Prophylactic resection of asymptomatic MD is not recommended in children. Many reports advocate that normal looking MD that is discovered during surgery should not be resected unless if there is gross pathology suggestive the existence of ectopic tissue, giant diverticulum > 4 cm length, and narrow base < 2 cm wide. There are several approaches for dealing with complicated MD; a wedge or V-shaped resection was done for narrow-base diverticulum and resection anastomosis of a limited segment of small intestine in an inflamed or ulcerated diverticulum [22]. In the current study, both techniques were used according to these criteria.

Diverticulitis represents 20% of the symptomatic MD, and it is more common in adults than children [23]. The clinical manifestation is similar to the manifestation of acute appendicitis and should be considered in patients complaining of right lower abdominal pain. If the appendix is normally looking during operation and the manifestation was not explained, the distal ileum should be delivered and explored for MD. The acute inflammation may be due to stasis and bacterial overgrowth which occurs due to obstruction of the lumen by fecolith, foreign body, or parasites [24]. Acute diverticulitis may be due to peptic ulceration of ileal ectopic gastric mucosa. It may be also due to torsion of the diverticulum and ischemia [25]. Untreated acute diverticulitis may lead to perforation and acute peritonitis.
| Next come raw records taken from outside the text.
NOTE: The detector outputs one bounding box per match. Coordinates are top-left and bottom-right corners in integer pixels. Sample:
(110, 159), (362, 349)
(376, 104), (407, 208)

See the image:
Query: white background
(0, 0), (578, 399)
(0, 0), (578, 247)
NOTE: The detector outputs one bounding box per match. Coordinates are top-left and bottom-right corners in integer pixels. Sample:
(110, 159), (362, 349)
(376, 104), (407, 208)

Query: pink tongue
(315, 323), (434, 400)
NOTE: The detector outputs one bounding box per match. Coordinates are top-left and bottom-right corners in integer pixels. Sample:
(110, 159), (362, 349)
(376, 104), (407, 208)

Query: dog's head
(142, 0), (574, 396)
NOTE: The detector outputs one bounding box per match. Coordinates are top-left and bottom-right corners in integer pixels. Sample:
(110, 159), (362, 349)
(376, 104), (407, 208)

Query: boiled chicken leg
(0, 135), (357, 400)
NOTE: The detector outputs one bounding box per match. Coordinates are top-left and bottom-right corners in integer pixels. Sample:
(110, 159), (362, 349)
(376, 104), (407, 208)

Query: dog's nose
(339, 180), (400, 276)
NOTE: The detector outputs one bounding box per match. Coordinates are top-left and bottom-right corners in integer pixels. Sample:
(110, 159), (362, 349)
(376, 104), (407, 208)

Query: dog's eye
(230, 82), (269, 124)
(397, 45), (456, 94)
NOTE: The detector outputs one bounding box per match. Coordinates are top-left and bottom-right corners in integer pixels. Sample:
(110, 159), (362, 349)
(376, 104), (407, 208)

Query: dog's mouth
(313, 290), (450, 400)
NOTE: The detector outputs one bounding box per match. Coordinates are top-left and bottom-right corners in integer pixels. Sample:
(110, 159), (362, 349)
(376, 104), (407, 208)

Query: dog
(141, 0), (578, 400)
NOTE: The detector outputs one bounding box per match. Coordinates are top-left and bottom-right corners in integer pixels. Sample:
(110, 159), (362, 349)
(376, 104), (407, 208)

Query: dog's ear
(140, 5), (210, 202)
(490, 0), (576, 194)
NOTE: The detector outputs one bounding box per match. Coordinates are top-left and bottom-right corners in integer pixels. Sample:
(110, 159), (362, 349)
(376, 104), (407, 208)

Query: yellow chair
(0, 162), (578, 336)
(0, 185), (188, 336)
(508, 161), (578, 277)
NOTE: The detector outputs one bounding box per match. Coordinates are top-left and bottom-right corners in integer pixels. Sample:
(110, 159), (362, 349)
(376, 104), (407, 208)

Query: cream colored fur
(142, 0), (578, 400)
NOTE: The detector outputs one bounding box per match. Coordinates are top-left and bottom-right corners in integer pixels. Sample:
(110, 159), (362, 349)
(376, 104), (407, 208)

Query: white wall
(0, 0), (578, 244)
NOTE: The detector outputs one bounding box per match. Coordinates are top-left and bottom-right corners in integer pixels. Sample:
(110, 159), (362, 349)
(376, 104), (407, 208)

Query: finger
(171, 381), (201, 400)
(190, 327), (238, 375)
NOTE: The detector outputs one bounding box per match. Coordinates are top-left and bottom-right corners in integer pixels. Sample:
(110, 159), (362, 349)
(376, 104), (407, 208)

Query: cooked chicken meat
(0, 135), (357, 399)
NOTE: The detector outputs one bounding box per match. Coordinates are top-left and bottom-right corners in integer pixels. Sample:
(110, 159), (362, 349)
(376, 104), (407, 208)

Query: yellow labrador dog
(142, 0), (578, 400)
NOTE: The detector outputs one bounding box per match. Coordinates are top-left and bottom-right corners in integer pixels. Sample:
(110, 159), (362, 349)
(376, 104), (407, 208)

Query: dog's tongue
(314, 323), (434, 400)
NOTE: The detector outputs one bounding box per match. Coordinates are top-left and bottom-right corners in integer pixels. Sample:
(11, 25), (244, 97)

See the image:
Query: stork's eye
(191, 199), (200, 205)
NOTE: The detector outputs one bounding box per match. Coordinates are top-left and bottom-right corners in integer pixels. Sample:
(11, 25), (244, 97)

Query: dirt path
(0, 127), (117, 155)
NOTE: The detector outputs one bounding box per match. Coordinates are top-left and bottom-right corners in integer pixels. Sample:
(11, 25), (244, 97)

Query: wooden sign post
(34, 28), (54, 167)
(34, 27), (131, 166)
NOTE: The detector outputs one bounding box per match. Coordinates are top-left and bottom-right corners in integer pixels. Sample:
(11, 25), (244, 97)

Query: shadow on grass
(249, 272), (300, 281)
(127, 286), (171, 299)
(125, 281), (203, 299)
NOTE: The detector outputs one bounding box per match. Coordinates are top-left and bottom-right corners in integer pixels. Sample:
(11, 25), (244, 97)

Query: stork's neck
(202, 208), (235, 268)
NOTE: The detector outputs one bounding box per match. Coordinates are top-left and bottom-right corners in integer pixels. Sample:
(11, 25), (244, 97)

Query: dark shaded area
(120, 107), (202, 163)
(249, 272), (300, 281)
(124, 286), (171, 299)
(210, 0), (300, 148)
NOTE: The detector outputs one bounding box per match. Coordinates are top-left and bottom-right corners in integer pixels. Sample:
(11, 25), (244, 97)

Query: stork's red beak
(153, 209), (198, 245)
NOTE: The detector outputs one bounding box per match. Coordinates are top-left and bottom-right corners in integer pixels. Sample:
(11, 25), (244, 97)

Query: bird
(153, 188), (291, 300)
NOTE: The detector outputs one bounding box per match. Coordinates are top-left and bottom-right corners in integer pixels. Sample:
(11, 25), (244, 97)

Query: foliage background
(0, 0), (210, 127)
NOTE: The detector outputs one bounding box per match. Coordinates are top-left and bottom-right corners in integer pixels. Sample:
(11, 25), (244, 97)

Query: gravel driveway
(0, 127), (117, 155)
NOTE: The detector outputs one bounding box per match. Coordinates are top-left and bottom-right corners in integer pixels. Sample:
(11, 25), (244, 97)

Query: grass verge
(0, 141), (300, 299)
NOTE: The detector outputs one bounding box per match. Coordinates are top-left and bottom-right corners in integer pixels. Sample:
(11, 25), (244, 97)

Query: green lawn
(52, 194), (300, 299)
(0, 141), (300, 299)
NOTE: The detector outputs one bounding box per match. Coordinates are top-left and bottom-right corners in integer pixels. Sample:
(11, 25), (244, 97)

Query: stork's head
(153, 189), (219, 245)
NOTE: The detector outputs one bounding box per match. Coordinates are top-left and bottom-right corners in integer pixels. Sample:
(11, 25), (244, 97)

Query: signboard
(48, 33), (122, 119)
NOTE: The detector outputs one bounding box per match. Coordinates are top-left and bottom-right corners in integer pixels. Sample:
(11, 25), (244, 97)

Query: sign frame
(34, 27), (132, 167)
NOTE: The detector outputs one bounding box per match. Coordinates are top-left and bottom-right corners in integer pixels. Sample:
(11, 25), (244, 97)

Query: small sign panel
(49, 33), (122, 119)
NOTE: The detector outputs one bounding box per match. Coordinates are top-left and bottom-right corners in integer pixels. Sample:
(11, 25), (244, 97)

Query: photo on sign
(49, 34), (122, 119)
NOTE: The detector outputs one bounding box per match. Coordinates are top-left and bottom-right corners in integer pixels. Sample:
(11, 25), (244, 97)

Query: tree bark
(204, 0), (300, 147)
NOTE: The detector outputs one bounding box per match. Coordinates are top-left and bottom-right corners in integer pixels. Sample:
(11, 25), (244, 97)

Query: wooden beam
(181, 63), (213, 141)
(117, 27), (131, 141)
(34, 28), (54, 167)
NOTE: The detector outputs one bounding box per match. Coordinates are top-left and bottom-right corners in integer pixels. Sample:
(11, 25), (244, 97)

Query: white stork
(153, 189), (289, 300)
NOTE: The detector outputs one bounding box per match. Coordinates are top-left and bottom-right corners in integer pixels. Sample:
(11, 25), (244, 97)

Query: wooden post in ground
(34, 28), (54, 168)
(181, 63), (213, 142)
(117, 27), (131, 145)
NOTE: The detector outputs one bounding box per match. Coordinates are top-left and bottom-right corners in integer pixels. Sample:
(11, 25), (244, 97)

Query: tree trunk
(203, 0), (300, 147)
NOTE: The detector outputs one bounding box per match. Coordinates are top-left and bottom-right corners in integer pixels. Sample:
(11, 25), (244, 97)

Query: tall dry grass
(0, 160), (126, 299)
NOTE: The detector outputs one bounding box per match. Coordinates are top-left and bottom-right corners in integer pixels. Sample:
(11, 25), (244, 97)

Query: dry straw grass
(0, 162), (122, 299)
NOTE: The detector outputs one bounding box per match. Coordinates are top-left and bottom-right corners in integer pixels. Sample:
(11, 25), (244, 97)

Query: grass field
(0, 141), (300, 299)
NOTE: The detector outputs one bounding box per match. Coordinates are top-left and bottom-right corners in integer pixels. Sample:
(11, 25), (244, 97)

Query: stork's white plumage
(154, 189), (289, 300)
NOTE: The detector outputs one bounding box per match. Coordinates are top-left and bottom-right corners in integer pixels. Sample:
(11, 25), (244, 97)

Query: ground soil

This condition should be managed surgically either by open or laparoscopic approach with resection of the inflamed MD at its base and closure perpendicular to the axis of the intestine. In the current study, the patient was presented by acute abdominal pain and repeated vomiting, but the preoperative investigation was not conclusive for the diagnosis. Exploration was done through infraumbilical midline incision and resection of the inflamed diverticulum was done.

Intestinal obstruction is the second common presentation in children. Intestinal obstruction due to MD can be presented by different mechanisms like (a) volvulus of the distal ileum due to fibrous band; (b) intussusception in which the diverticulum is a nidus to allow the invagination of the loop of the intestine into another one leading to ileoileal and ileocolic intussusception; (c) Littre’s hernia in which the diverticulum incarcerate into inguinal or femoral hernia; (d) mesodiverticular band in which the distal ileum is entrapped beneath the blood supply of the diverticulum; (e) band extending between the diverticulum and the base of the mesentery of the ileum and cecum, forming a loop in which a part of ileum entrapped causing obstruction; (f) other causes include Meckel’s diverticulum lithiasis, stricture secondary to chronic diverticulitis, carcinoid tumors, and gall stone ileus [8, 26,27,28,29,30]. Whatever the cause of obstruction, the patient presents with clinical picture of small intestinal obstruction like acute abdominal pain, repeated bilious vomiting, abdominal distention, and constipation. Plain x-ray on the abdomen, abdominal ultrasonography, and may be abdominal CT are needed for the accurate diagnosis. Hence, intestinal obstruction should be treated as an emergency warranting immediate abdominal exploration either open or laparoscopic after good preoperative resuscitation [31, 32]. In this study, we presented three cases with different mechanisms of intestinal obstruction. The first case was a male child presented with volvulus of the ileal loop over a fibrous band extended from MD to the umbilicus. The second case was a male infant presented with incarcerated inguinal hernia entrapped a MD with ischemia. The third case was male child presented with Gordian knot due to entrapment of proximal ileal loop into another loop formed by adhesion of the tip of giant MD to the cecum. Exploration was done in all patients with limited resection of the MD or small intestinal resection.

Conclusions

The present study highlights different presentations of MD. Preoperative diagnosis of complications of MD is difficult, and it demands a high degree of suspicion. In most cases, it is an intraoperative surprise despite the availability of recent advanced imaging studies. Surgical interference is the main key of treatment of symptomatic MD either by wedge resection of a small base diverticulum or by resection anastomosis of the intestine in wide base and inflamed diverticulum.